Great to see this thread. Hope some devs collaborate and find a way. Can't wait.

Meanwhile, do you guys have any cool mod to try in the tab.

I have installed playstore and adfree iytb YouTube and bunch of usual apps.

 

[Supersonic27543]

Hello!

You don't need an unlocked bootloader to flash a ROM.

Yes, you don't need an unlocked bootloader to flash a ROM, theoretically, if the ROM is signed by Amazon. But considering custom ROMs, Lineage, Resurrection Remix, Stock Android, is it possible to compile and flash them without an unlocked bootloader? I thought that you need a custom recovery = unlocked bootloader. Thanks!

You forgot to add: "and I wanna to fill my tablet by the Google's bloatware (2 times slower than Amazon's), and also add some rootkits and spyware masked as "super-duper tools for young hackars"

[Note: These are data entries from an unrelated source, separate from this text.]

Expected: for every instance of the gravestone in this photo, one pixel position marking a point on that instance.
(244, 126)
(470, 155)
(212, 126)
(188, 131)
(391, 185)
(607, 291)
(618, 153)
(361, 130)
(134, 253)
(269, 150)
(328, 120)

Hah. :laugh::laugh::laugh:

Take a look at the BT stack with BlueBorne.
Sent from my iPhone using Tapatalk

Great idea, gotta try this! Thanks!
EDIT: Not very confident though. Anyway, likely to work because the security patch of HD 8 is in August.
http://www.androidpolice.com/2017/0...atch-fixes-blueborne-bluetooth-vulnerability/

 

[Supersonic27543]

Someone got a bluetooth adapter handy?

 

[DragonFire1024]

Hello!


Yes, you don't need an unlocked bootloader to flash a ROM, theoretically, if the ROM is signed by Amazon. But considering custom ROMs, Lineage, Resurrection Remix, Stock Android, is it possible to compile and flash them without an unlocked bootloader? I thought that you need a custom recovery = unlocked bootloader. Thanks!


Hah. :laugh::laugh::laugh:


Great idea, gotta try this! Thanks!
EDIT: Not very confident though. Anyway, likely to work because the security patch of HD 8 is in August.
http://www.androidpolice.com/2017/0...atch-fixes-blueborne-bluetooth-vulnerability/

Ask @ggow how he does it. But you don't need a unlocked bootloader. With root, FlashFire helps to get by the bootloader.